At QLC, food is our specialty in and out of the office. Our creative director, Patrick, takes his creativity from the office to the kitchen with our Recipe of the Month: Patrick’s Warm and Wintery Squash Soup. Get the recipe below.
- 1 large butternut squash
- 1 medium acorn squash
- ½ cup apple cider
- ½ cup heavy whipping cream
- 2 Tbsp. brown sugar
- ½ stick unsalted butter
- Salt to taste
- Pepper to taste
- 1 tsp. Tabasco
- ½ cup sour cream for garnish
- ½ cup crumbled bacon for garnish
- ½ cup diced scallions for garnish
- Cook the butternut and acorn squash with brown sugar and salt and pepper in the oven at 350 degrees until done. (poke with fork to determine when it’s tender)
- Remove the squash from the oven and let cool slightly. Then scoop it into a large soup pot.
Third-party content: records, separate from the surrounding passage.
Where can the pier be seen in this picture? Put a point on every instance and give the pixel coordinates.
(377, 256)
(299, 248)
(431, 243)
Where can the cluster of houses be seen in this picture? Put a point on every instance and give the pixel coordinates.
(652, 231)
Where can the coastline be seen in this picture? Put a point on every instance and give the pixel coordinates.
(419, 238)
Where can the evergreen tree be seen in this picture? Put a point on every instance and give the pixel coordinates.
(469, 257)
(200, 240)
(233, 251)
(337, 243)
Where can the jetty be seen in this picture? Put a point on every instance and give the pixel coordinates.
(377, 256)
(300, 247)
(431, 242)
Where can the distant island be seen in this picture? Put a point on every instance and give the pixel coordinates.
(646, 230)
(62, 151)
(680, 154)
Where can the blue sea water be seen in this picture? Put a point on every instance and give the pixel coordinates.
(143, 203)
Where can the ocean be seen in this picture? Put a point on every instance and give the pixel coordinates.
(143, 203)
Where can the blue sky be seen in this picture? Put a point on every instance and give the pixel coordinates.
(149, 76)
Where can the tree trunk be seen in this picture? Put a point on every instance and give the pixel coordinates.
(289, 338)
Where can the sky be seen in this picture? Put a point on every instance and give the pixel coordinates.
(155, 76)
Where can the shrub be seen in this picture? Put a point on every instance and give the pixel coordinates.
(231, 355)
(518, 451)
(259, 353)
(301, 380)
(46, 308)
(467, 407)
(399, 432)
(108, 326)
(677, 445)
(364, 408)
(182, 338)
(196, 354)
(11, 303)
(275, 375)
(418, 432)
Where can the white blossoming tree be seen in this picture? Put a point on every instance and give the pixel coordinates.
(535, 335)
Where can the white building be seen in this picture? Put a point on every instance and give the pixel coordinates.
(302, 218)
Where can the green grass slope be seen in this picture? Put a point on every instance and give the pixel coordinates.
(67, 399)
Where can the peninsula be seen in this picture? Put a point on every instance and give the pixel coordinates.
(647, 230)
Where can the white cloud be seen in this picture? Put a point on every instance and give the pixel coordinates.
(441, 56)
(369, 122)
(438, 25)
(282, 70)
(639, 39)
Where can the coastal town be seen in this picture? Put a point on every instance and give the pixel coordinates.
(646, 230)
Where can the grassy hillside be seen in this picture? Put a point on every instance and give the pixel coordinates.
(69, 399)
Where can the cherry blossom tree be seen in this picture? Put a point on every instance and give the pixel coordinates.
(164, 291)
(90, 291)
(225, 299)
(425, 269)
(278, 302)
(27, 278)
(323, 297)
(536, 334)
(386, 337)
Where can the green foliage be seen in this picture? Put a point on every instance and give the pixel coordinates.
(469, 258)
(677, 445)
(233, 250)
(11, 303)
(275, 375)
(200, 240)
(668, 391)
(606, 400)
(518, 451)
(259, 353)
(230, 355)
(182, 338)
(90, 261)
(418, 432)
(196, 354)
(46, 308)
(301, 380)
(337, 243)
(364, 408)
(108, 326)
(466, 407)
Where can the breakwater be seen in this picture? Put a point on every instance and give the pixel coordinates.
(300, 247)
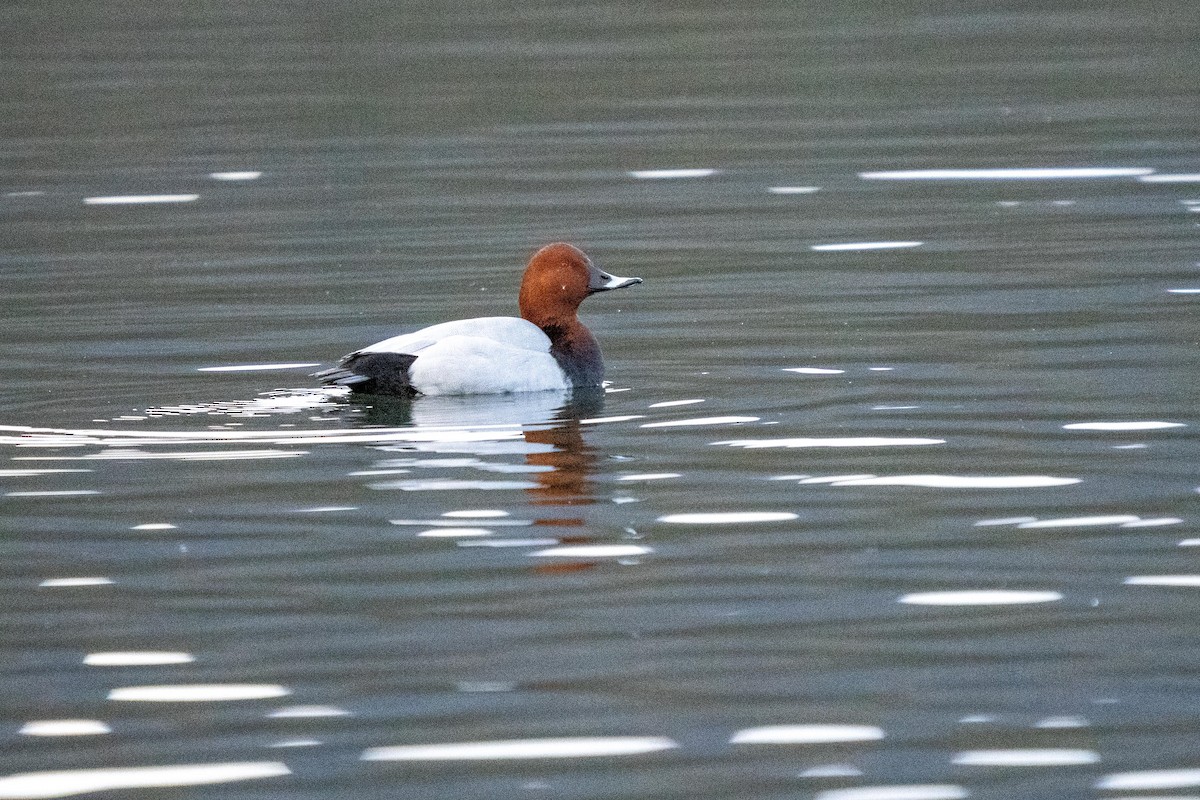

Do not turn the heat on yet.
- Next add apple cider, whipping cream, butter, Tabasco, and salt and pepper and stir thoroughly.
- Then once stirred use an immersion blender (or carefully transfer to a mixing bowl and use a mixer) to blend the soup into a smooth bisque-like consistency.
- Set the heat to medium low and stir occasionally until fully heated through.
- To plate, ladle the soup into a flat bowl and garnish with the bacon and scallions and a drizzle of sour cream. (NOTE: for the sour cream use a pastry bag with a fine tip, or put it into a ziplock bag and cut a small hole in one corner of the bag.)